Still shaken from having narrowly survived a vicious attack on the subway, the Manhattan copy editor is equally shocked by a visit from her guardian angel. Her heavenly protector informs Marisol that she is abandoning her earth-bound charge to answer the call to lead an angelic campaign - a struggle that soon throws the human world into complete chaos.
So begins the 1993 Obie Playwriting Award-winning play MARISOL, a dark fantasia that grapples with a combination of surreal situations, spiritual and social issues, and political consciousness. Performances run for one week only at Northern Kentucky University.

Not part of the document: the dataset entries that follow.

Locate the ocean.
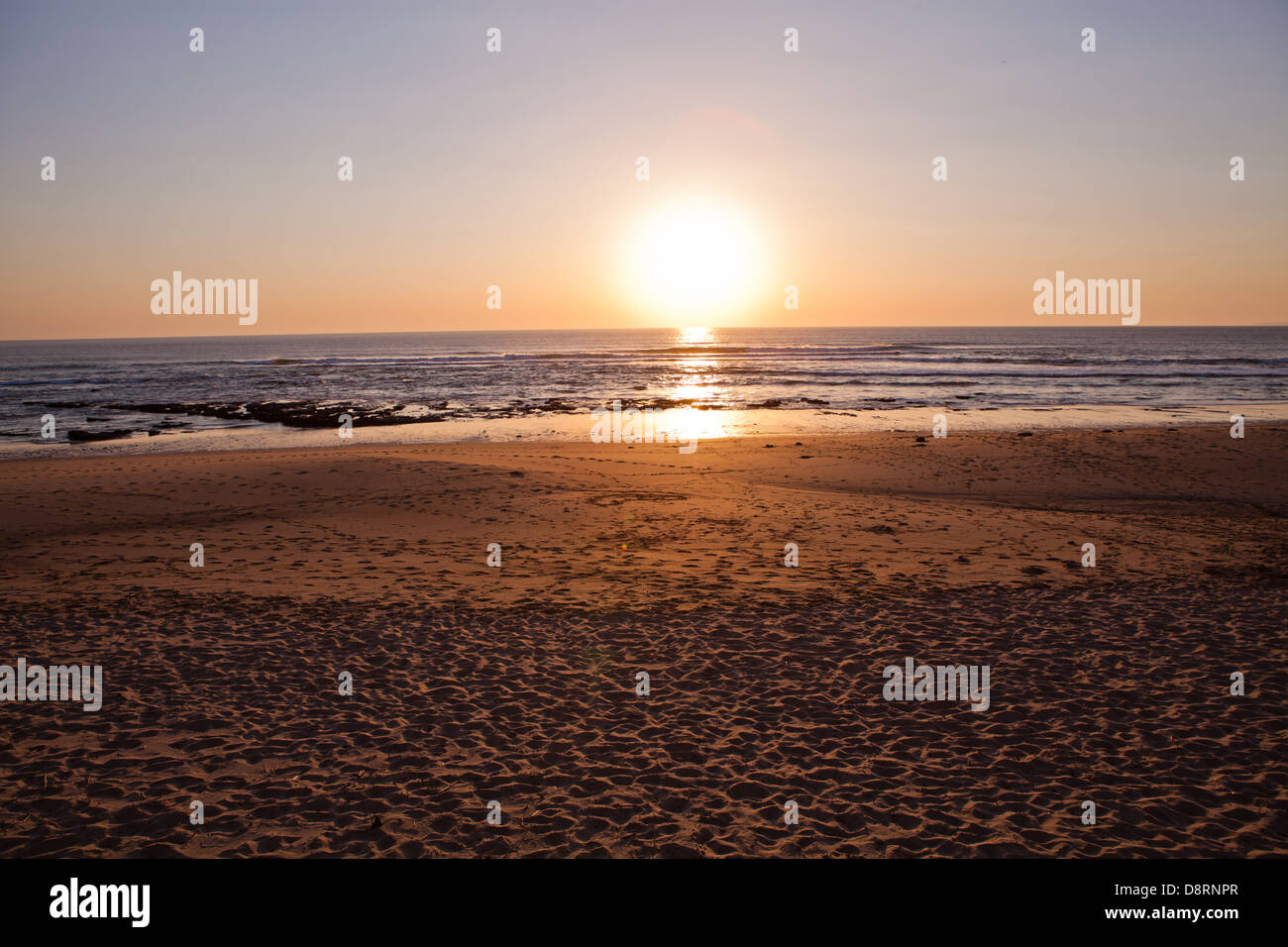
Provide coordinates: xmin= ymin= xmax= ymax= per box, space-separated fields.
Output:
xmin=0 ymin=326 xmax=1288 ymax=443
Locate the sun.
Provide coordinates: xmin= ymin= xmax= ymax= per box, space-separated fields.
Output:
xmin=622 ymin=198 xmax=764 ymax=325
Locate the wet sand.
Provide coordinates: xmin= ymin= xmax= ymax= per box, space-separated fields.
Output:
xmin=0 ymin=424 xmax=1288 ymax=857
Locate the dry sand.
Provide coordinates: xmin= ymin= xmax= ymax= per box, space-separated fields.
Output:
xmin=0 ymin=424 xmax=1288 ymax=857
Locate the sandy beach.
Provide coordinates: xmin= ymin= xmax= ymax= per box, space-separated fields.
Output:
xmin=0 ymin=423 xmax=1288 ymax=857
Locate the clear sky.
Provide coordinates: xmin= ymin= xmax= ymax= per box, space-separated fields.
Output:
xmin=0 ymin=0 xmax=1288 ymax=339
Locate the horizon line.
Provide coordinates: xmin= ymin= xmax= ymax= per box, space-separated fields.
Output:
xmin=0 ymin=322 xmax=1288 ymax=344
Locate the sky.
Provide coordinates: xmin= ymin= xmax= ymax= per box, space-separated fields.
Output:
xmin=0 ymin=0 xmax=1288 ymax=339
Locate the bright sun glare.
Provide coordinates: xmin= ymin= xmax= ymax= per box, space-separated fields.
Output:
xmin=623 ymin=201 xmax=764 ymax=320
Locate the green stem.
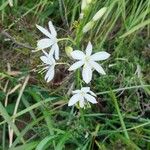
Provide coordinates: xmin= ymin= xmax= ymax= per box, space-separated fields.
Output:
xmin=110 ymin=92 xmax=130 ymax=139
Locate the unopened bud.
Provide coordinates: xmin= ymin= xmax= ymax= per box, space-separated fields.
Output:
xmin=81 ymin=0 xmax=92 ymax=11
xmin=83 ymin=21 xmax=94 ymax=33
xmin=65 ymin=46 xmax=73 ymax=58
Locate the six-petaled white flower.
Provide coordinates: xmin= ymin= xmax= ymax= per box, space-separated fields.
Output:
xmin=40 ymin=51 xmax=56 ymax=82
xmin=36 ymin=21 xmax=59 ymax=60
xmin=69 ymin=42 xmax=110 ymax=83
xmin=68 ymin=87 xmax=97 ymax=108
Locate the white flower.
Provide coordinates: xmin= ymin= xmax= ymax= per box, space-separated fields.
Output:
xmin=36 ymin=21 xmax=59 ymax=60
xmin=93 ymin=7 xmax=107 ymax=21
xmin=68 ymin=87 xmax=97 ymax=108
xmin=40 ymin=51 xmax=56 ymax=82
xmin=69 ymin=42 xmax=110 ymax=83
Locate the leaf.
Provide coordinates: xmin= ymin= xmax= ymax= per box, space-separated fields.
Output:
xmin=36 ymin=135 xmax=57 ymax=150
xmin=119 ymin=19 xmax=150 ymax=38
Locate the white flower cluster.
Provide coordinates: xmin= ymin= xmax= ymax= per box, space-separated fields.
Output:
xmin=36 ymin=21 xmax=110 ymax=108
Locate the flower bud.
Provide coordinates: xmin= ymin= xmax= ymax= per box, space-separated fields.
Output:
xmin=81 ymin=0 xmax=92 ymax=11
xmin=92 ymin=7 xmax=107 ymax=21
xmin=8 ymin=0 xmax=13 ymax=7
xmin=83 ymin=21 xmax=94 ymax=33
xmin=65 ymin=46 xmax=73 ymax=58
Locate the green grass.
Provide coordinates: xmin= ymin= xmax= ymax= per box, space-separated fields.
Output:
xmin=0 ymin=0 xmax=150 ymax=150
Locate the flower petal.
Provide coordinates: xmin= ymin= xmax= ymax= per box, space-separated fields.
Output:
xmin=82 ymin=64 xmax=92 ymax=84
xmin=91 ymin=51 xmax=110 ymax=61
xmin=45 ymin=66 xmax=54 ymax=82
xmin=68 ymin=94 xmax=81 ymax=106
xmin=40 ymin=56 xmax=51 ymax=64
xmin=72 ymin=90 xmax=81 ymax=94
xmin=68 ymin=61 xmax=84 ymax=71
xmin=71 ymin=50 xmax=85 ymax=60
xmin=48 ymin=21 xmax=57 ymax=37
xmin=84 ymin=94 xmax=97 ymax=104
xmin=81 ymin=87 xmax=90 ymax=93
xmin=90 ymin=61 xmax=106 ymax=75
xmin=37 ymin=38 xmax=53 ymax=50
xmin=54 ymin=44 xmax=59 ymax=60
xmin=79 ymin=97 xmax=85 ymax=108
xmin=85 ymin=41 xmax=92 ymax=56
xmin=36 ymin=25 xmax=52 ymax=38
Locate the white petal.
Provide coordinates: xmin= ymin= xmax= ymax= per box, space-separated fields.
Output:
xmin=85 ymin=42 xmax=92 ymax=56
xmin=90 ymin=61 xmax=106 ymax=75
xmin=48 ymin=21 xmax=57 ymax=37
xmin=36 ymin=25 xmax=52 ymax=38
xmin=89 ymin=90 xmax=96 ymax=97
xmin=71 ymin=50 xmax=85 ymax=60
xmin=40 ymin=56 xmax=51 ymax=64
xmin=54 ymin=44 xmax=59 ymax=60
xmin=68 ymin=94 xmax=81 ymax=106
xmin=68 ymin=61 xmax=84 ymax=71
xmin=37 ymin=38 xmax=53 ymax=49
xmin=91 ymin=51 xmax=110 ymax=61
xmin=82 ymin=64 xmax=92 ymax=84
xmin=81 ymin=87 xmax=90 ymax=93
xmin=84 ymin=94 xmax=97 ymax=104
xmin=45 ymin=66 xmax=54 ymax=82
xmin=79 ymin=97 xmax=85 ymax=108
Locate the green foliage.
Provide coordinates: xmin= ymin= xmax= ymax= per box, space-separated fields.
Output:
xmin=0 ymin=0 xmax=150 ymax=150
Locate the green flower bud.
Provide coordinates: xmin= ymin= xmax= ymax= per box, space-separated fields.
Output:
xmin=65 ymin=46 xmax=73 ymax=58
xmin=83 ymin=21 xmax=94 ymax=33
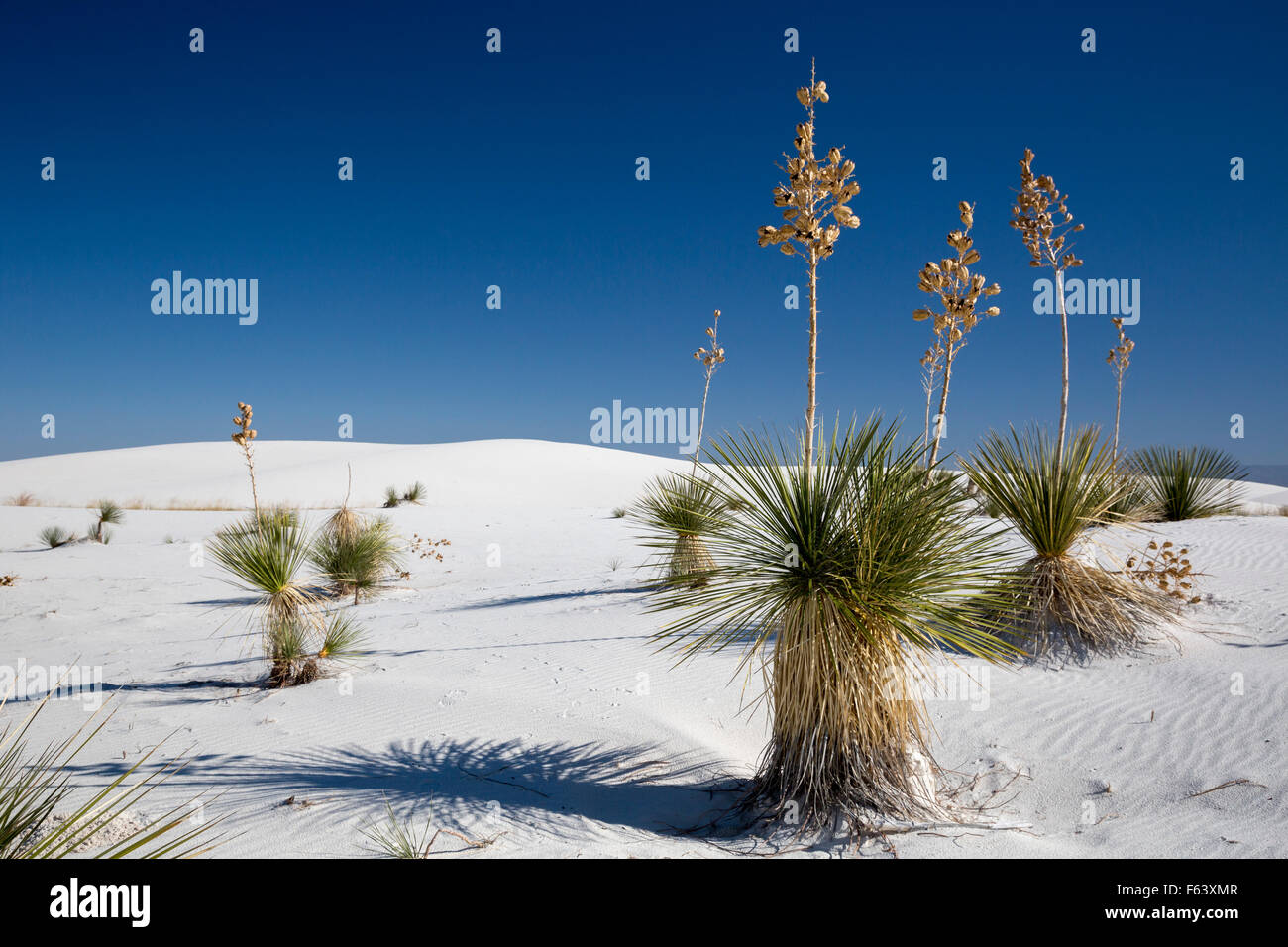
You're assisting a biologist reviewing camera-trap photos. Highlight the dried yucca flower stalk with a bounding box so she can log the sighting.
[1012,149,1082,464]
[912,201,1002,471]
[757,61,859,468]
[693,309,724,473]
[232,401,259,523]
[1105,316,1136,463]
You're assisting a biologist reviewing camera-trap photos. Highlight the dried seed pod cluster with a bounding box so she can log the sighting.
[233,401,255,447]
[1127,541,1203,605]
[232,401,261,517]
[414,532,452,562]
[912,201,1002,467]
[693,309,724,374]
[757,81,859,259]
[1012,149,1082,270]
[1105,322,1136,373]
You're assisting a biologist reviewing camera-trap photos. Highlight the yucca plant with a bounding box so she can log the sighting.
[206,514,317,624]
[654,419,1017,826]
[1132,447,1248,520]
[89,500,125,543]
[309,517,402,604]
[40,526,76,549]
[631,474,725,587]
[962,428,1176,657]
[0,695,223,858]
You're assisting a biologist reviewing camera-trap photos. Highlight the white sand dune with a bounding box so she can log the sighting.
[0,441,1288,858]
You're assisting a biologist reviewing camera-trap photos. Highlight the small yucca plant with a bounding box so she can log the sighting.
[309,517,402,604]
[1132,447,1248,520]
[40,526,76,549]
[656,419,1017,826]
[632,474,725,587]
[206,514,317,625]
[89,500,125,543]
[962,428,1176,657]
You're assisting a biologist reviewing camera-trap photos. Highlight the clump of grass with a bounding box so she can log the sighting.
[0,695,223,858]
[309,517,402,604]
[654,419,1017,826]
[362,798,434,858]
[385,480,429,510]
[1132,447,1248,520]
[962,428,1176,659]
[40,526,76,549]
[634,474,725,588]
[89,500,125,544]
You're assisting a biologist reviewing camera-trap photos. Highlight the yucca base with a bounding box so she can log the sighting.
[1018,556,1180,657]
[666,533,716,588]
[744,603,944,828]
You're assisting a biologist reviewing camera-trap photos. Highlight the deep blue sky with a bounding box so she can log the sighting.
[0,1,1288,463]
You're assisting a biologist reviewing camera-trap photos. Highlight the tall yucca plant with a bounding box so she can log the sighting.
[656,419,1014,824]
[1132,447,1248,519]
[757,61,859,467]
[962,428,1176,657]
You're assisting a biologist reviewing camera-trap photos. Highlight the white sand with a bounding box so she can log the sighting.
[0,441,1288,857]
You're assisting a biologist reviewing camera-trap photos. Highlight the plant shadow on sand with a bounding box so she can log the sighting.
[67,740,762,854]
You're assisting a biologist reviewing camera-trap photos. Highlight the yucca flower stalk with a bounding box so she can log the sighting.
[654,419,1017,827]
[912,201,1002,471]
[1012,149,1082,466]
[1105,316,1136,464]
[962,428,1176,659]
[921,330,944,471]
[232,401,259,522]
[690,309,724,474]
[757,60,859,467]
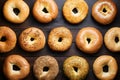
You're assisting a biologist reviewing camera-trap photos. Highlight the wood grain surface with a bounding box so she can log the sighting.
[0,0,120,80]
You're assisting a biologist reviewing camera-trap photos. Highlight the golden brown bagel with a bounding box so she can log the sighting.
[104,27,120,52]
[3,0,30,23]
[3,55,30,80]
[93,55,118,80]
[19,27,46,52]
[92,0,117,25]
[76,27,103,54]
[0,26,17,53]
[48,27,72,51]
[33,0,58,23]
[63,56,89,80]
[62,0,88,24]
[33,56,59,80]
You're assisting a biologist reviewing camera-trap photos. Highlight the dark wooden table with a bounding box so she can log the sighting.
[0,0,120,80]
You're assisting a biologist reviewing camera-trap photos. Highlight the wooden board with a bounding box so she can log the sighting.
[0,0,120,80]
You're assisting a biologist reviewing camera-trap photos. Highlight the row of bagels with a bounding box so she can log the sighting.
[3,0,117,25]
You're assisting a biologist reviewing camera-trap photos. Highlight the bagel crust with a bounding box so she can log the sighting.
[33,0,58,23]
[76,27,103,54]
[33,56,59,80]
[19,27,46,52]
[62,0,88,24]
[48,27,72,51]
[3,55,30,80]
[104,27,120,52]
[92,0,117,25]
[0,26,17,53]
[3,0,30,23]
[93,55,118,80]
[63,56,89,80]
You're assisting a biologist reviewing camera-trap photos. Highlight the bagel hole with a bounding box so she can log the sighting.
[42,7,48,13]
[87,38,91,44]
[73,67,78,72]
[58,37,63,42]
[0,36,7,42]
[13,64,20,71]
[115,36,119,43]
[30,38,35,41]
[103,65,108,72]
[103,8,107,13]
[72,8,78,14]
[13,8,20,15]
[43,66,49,72]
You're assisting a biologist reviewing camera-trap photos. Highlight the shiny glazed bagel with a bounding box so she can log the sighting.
[33,56,59,80]
[92,0,117,25]
[0,26,17,53]
[3,0,30,23]
[19,27,46,52]
[48,27,72,51]
[93,55,118,80]
[33,0,58,23]
[62,0,88,24]
[104,27,120,52]
[3,55,30,80]
[63,56,89,80]
[76,27,103,54]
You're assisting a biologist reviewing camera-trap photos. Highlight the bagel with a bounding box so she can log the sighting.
[48,27,72,51]
[3,0,30,23]
[33,0,58,23]
[93,55,118,80]
[63,56,89,80]
[3,55,30,80]
[92,0,117,25]
[62,0,88,24]
[33,56,59,80]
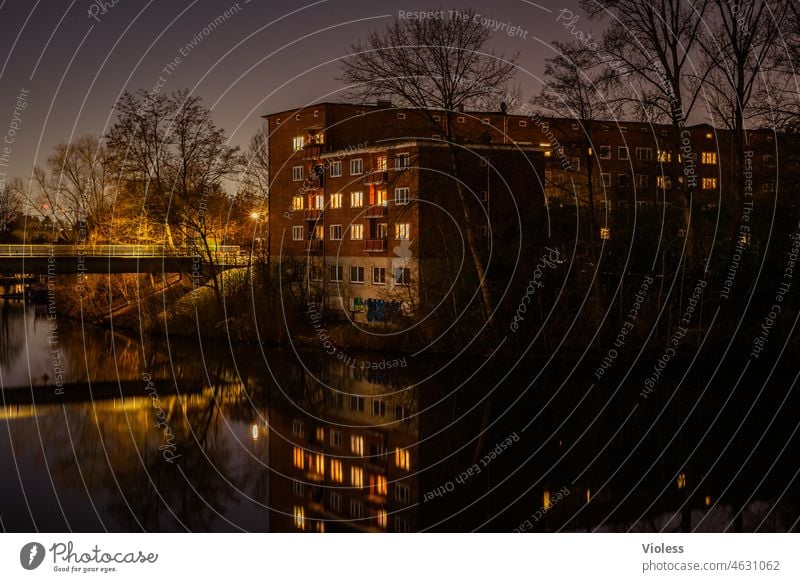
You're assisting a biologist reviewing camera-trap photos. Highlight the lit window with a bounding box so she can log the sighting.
[350,435,364,457]
[350,500,364,519]
[394,267,411,288]
[309,453,325,476]
[350,467,364,487]
[394,483,411,503]
[369,475,389,497]
[377,509,389,529]
[394,447,411,471]
[703,178,717,190]
[394,188,409,206]
[294,505,306,529]
[331,459,343,483]
[394,154,411,170]
[700,152,717,166]
[293,447,305,469]
[350,267,364,284]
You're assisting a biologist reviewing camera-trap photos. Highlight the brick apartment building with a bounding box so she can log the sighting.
[265,103,800,321]
[266,103,545,321]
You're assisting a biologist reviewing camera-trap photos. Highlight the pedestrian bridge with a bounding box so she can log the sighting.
[0,244,251,275]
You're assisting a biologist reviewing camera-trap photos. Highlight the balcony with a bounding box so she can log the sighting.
[364,238,386,253]
[362,170,388,186]
[366,205,388,218]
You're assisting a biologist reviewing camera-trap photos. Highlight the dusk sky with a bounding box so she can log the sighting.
[0,0,580,178]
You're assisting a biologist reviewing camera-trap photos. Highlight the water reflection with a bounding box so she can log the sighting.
[0,303,800,532]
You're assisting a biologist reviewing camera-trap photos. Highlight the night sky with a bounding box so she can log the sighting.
[0,0,580,178]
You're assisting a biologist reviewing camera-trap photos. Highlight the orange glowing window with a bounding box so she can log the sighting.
[377,509,389,529]
[331,459,343,483]
[350,467,364,487]
[294,447,305,469]
[394,447,411,471]
[314,454,325,475]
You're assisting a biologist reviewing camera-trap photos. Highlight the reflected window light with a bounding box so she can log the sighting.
[331,459,343,483]
[394,447,411,471]
[294,447,305,469]
[294,505,306,530]
[350,467,364,487]
[350,435,364,457]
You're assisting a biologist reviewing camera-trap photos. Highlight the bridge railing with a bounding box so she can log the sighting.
[0,244,247,264]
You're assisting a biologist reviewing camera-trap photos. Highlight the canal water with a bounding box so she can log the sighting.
[0,301,800,532]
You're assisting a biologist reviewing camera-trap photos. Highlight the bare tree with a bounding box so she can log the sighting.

Senior and Cincinnati-native Kearson Hawkins-Johnson takes on the titular role of Marisol, a young woman who is trying to navigate a world that is falling apart. NKU audiences may recognize her as Puck in last season's A Midsummer Night's Dream and as Emily and others in Angels in America Part One: Millennium Approaches. Hawkins-Johnson has also performed as the Dragon Girl in Dragon Play with Know Theatre of Cincinnati.
Kearson considers this her most challenging role to date, and one that keeps the actress on stage and engaged for the entire show. "It just takes so much stamina...it is taking a lot out of me physically, mentally, and emotionally."
The role is teaching her to let go as an actor and trust her intellect and instincts more.
Playing Marisol's former Guardian Angel is Freshman Je‘Shaun Jackson. This is the first college production for the Nicholasville, Ky. native. Jackson describes his character as meticulous and manipulative as well as an important presence in key moments throughout the production. The young actor cites working with director Daryl Harris as a highlight of his experience in creating the character: "The way his mind works is phenomenal."
Harris is an associate professor of performance and has been at Northern Kentucky University for fifteen years. Over his tenure, his focus has been on ethnic theater, exploring diverse works and voices. Although written by Puerto Rican playwright Jose Rivera, the play explores themes that are universal. MARISOL has been described as "a hard-hitting exploration of theology, sex, fear, paranoia, and human relationships." Harris hopes audiences leave with questions and that those questions lead to conversations about their personal reaction to the play.
Performances of MARISOL run Tuesday-Sunday, October 23-28 in the Strauss Theatre at Northern Kentucky University. All performances are at 7:30 p.m. except the Sunday matinee at 2 p.m.. Advisory: MARISOL contains mature language and subject matter.